Actor John Goodman, a Saint Louis native, is the latest high profile personality to advocate the National Blues Museum in Saint Louis. In a video posted on YouTube today (seen below), Goodman discusses the rich history of blues in Saint Louis, the many famous blues men and women that called the town home, and the Museum’s exciting features.
“I’m proud to know that my hometown is doing something no city’s ever done before,” he begins. In the video, Goodman discusses the history of Saint Louis Blues, the powerful blues icons that came from the city, and says that the museum would be a welcome addition to Saint Louis, and a fitting tribute to America’s greatest musical art form.
The Museum received an enormous boost towards it’s opening by the recent announcement of a $6 million contribution from Pinnacle Entertainment, Inc. and Lumière Place Casino and Hotels. This emerging cultural attraction will showcase the Blues as the foundation of modern American music and illustrate its rich history. Upon opening, projected for 2014, the museum will include a performance venue, highly interactive touch screen exhibits and educational programming that will include onsite and in-classroom opportunities to explore the history of Blues music and its influence on rock and roll, hip hop, jazz, gospel, and R&B.

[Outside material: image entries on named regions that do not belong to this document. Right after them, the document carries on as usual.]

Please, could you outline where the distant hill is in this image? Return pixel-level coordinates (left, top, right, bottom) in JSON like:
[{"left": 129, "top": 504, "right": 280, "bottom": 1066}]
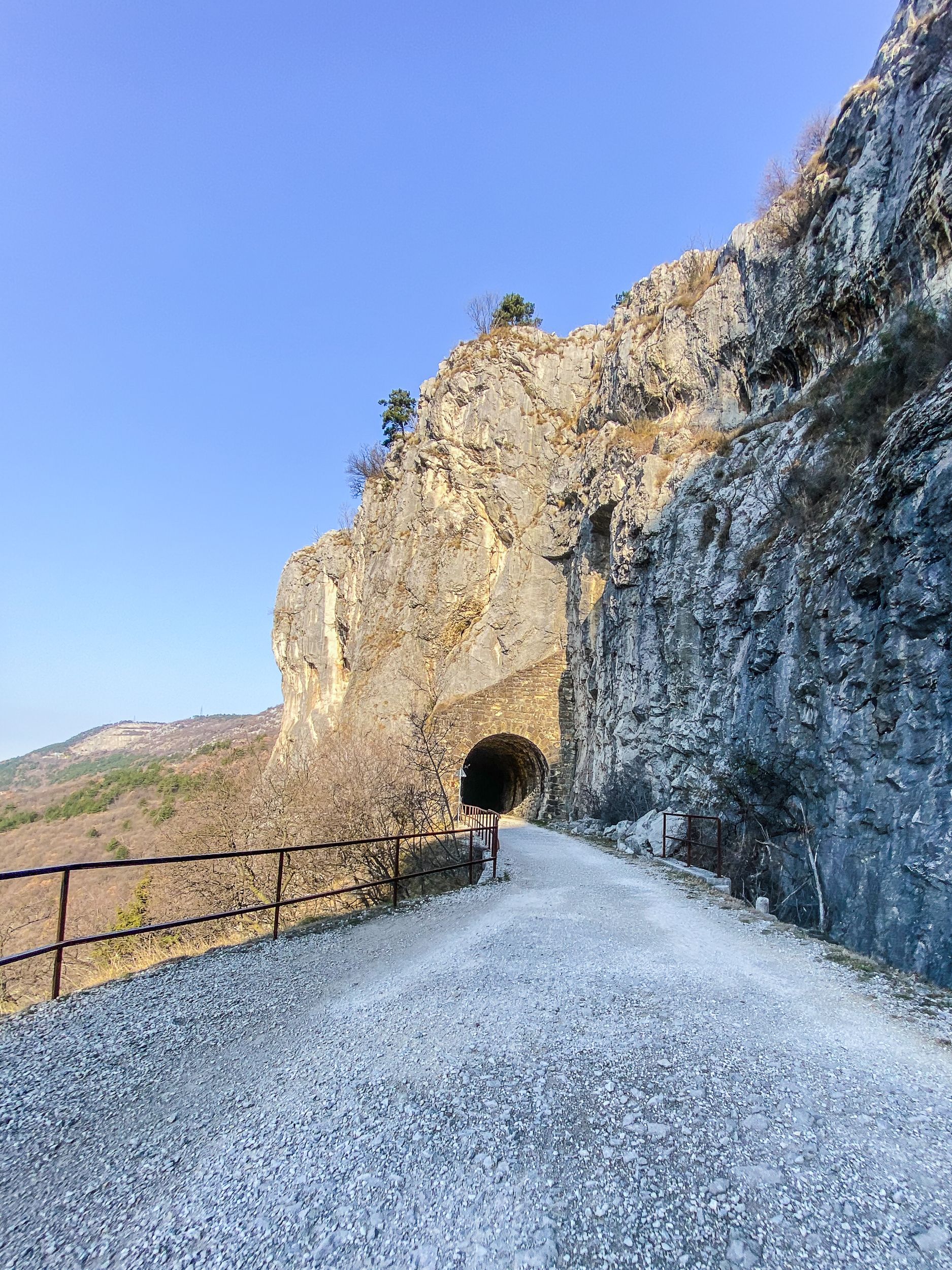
[{"left": 0, "top": 706, "right": 282, "bottom": 792}]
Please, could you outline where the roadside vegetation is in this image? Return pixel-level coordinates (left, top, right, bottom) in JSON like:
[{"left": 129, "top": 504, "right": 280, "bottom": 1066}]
[{"left": 0, "top": 710, "right": 466, "bottom": 1010}]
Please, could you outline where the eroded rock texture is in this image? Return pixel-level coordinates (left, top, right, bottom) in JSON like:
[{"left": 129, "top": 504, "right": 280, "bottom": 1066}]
[{"left": 276, "top": 0, "right": 952, "bottom": 983}]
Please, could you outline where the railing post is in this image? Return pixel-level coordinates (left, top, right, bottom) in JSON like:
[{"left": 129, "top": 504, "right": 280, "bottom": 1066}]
[
  {"left": 50, "top": 869, "right": 70, "bottom": 1001},
  {"left": 272, "top": 851, "right": 284, "bottom": 940}
]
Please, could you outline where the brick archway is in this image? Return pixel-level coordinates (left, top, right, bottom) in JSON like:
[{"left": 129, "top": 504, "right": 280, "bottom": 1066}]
[{"left": 459, "top": 732, "right": 548, "bottom": 819}]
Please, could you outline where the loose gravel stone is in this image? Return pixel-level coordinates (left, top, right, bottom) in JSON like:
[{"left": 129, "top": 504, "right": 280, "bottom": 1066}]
[{"left": 0, "top": 827, "right": 952, "bottom": 1270}]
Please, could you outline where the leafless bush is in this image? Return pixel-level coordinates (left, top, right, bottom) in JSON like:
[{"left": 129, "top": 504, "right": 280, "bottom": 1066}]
[
  {"left": 0, "top": 904, "right": 52, "bottom": 1013},
  {"left": 670, "top": 248, "right": 717, "bottom": 312},
  {"left": 338, "top": 503, "right": 357, "bottom": 535},
  {"left": 466, "top": 291, "right": 503, "bottom": 335},
  {"left": 757, "top": 114, "right": 830, "bottom": 241},
  {"left": 344, "top": 442, "right": 387, "bottom": 498}
]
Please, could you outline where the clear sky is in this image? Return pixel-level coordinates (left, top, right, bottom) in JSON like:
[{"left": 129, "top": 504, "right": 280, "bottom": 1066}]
[{"left": 0, "top": 0, "right": 895, "bottom": 758}]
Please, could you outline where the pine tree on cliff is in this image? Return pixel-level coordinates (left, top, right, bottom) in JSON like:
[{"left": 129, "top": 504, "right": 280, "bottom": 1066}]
[
  {"left": 493, "top": 291, "right": 542, "bottom": 327},
  {"left": 378, "top": 389, "right": 416, "bottom": 450}
]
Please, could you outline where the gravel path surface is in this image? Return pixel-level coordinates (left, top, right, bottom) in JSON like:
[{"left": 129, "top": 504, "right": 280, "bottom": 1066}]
[{"left": 0, "top": 827, "right": 952, "bottom": 1270}]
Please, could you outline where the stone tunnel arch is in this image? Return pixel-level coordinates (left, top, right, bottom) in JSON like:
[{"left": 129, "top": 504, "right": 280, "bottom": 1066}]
[{"left": 459, "top": 732, "right": 548, "bottom": 820}]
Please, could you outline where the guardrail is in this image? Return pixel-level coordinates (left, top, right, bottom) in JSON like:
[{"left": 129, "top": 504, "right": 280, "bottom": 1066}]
[
  {"left": 0, "top": 808, "right": 499, "bottom": 1001},
  {"left": 662, "top": 812, "right": 724, "bottom": 878},
  {"left": 456, "top": 803, "right": 499, "bottom": 859}
]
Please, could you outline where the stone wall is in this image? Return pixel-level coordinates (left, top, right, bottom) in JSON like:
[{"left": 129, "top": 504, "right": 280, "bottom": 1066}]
[
  {"left": 441, "top": 653, "right": 568, "bottom": 814},
  {"left": 274, "top": 0, "right": 952, "bottom": 983}
]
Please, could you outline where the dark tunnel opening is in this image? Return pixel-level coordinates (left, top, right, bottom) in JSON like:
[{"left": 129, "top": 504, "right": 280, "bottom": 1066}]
[{"left": 459, "top": 733, "right": 548, "bottom": 819}]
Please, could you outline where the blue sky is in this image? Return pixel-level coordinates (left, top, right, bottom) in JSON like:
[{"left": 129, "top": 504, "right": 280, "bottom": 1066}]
[{"left": 0, "top": 0, "right": 894, "bottom": 758}]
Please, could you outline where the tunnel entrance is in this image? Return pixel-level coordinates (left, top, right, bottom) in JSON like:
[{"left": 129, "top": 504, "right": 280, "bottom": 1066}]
[{"left": 459, "top": 732, "right": 548, "bottom": 820}]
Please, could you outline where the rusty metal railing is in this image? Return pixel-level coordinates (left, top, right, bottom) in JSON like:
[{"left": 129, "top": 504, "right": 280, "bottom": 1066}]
[
  {"left": 457, "top": 803, "right": 499, "bottom": 859},
  {"left": 0, "top": 809, "right": 499, "bottom": 1001},
  {"left": 662, "top": 812, "right": 724, "bottom": 878}
]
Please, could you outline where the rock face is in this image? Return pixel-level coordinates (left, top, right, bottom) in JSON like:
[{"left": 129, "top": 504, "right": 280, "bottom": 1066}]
[{"left": 274, "top": 0, "right": 952, "bottom": 983}]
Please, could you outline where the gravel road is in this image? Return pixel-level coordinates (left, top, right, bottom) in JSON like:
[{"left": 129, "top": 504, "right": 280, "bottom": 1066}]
[{"left": 0, "top": 827, "right": 952, "bottom": 1270}]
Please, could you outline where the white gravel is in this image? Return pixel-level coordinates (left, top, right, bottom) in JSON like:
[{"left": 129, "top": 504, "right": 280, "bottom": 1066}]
[{"left": 0, "top": 827, "right": 952, "bottom": 1270}]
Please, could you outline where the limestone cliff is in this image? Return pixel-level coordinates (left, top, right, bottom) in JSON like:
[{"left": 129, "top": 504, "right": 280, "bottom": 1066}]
[{"left": 274, "top": 0, "right": 952, "bottom": 983}]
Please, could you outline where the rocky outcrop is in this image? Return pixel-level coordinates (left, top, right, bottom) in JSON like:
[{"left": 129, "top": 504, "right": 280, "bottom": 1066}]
[{"left": 276, "top": 0, "right": 952, "bottom": 983}]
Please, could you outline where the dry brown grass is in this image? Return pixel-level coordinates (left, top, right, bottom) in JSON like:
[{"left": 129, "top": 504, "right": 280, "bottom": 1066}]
[
  {"left": 606, "top": 419, "right": 659, "bottom": 456},
  {"left": 0, "top": 719, "right": 467, "bottom": 1011},
  {"left": 659, "top": 251, "right": 717, "bottom": 313},
  {"left": 438, "top": 598, "right": 485, "bottom": 653},
  {"left": 840, "top": 75, "right": 880, "bottom": 111},
  {"left": 905, "top": 0, "right": 949, "bottom": 41}
]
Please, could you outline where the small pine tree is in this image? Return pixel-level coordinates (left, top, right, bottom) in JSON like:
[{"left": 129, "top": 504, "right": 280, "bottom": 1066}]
[
  {"left": 493, "top": 291, "right": 542, "bottom": 327},
  {"left": 378, "top": 389, "right": 416, "bottom": 450}
]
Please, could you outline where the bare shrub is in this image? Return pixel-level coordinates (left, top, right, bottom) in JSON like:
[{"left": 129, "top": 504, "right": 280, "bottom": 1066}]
[
  {"left": 794, "top": 112, "right": 832, "bottom": 175},
  {"left": 0, "top": 904, "right": 56, "bottom": 1013},
  {"left": 344, "top": 442, "right": 387, "bottom": 498},
  {"left": 757, "top": 114, "right": 830, "bottom": 245},
  {"left": 338, "top": 503, "right": 357, "bottom": 537},
  {"left": 670, "top": 250, "right": 717, "bottom": 312},
  {"left": 466, "top": 291, "right": 503, "bottom": 335},
  {"left": 757, "top": 159, "right": 795, "bottom": 216}
]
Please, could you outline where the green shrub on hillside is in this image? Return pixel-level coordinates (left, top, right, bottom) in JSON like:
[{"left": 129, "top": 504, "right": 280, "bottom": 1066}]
[
  {"left": 493, "top": 291, "right": 542, "bottom": 327},
  {"left": 106, "top": 838, "right": 129, "bottom": 860},
  {"left": 0, "top": 803, "right": 40, "bottom": 833},
  {"left": 43, "top": 762, "right": 202, "bottom": 820},
  {"left": 50, "top": 753, "right": 141, "bottom": 785}
]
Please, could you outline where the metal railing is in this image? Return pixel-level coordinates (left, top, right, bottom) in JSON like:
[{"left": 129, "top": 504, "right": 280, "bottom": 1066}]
[
  {"left": 456, "top": 803, "right": 499, "bottom": 853},
  {"left": 0, "top": 808, "right": 499, "bottom": 1001},
  {"left": 662, "top": 812, "right": 724, "bottom": 878}
]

For nearly a century, St. Louis has played a central role in the development of Blues music. As early as 1916, the city and the music were linked together through the publication of W.C. Handy’s “St. Louis Blues,” a tune that has since gone on to become the most widely covered Blues song in the world. In the 1920s and 1930s, St. Louis was home to some of the Blues world’s earliest stars, including Lonnie Johnson, Walter Davis, Roosevelt Sykes, Peetie Wheatstraw and many more. In the 1950s and 1960s, St. Louis was home to such towering figures as Chuck Berry, Ike Turner, Albert King and Little Milton who would not only modernize the Blues, but push the music into such new forms as rock, soul and.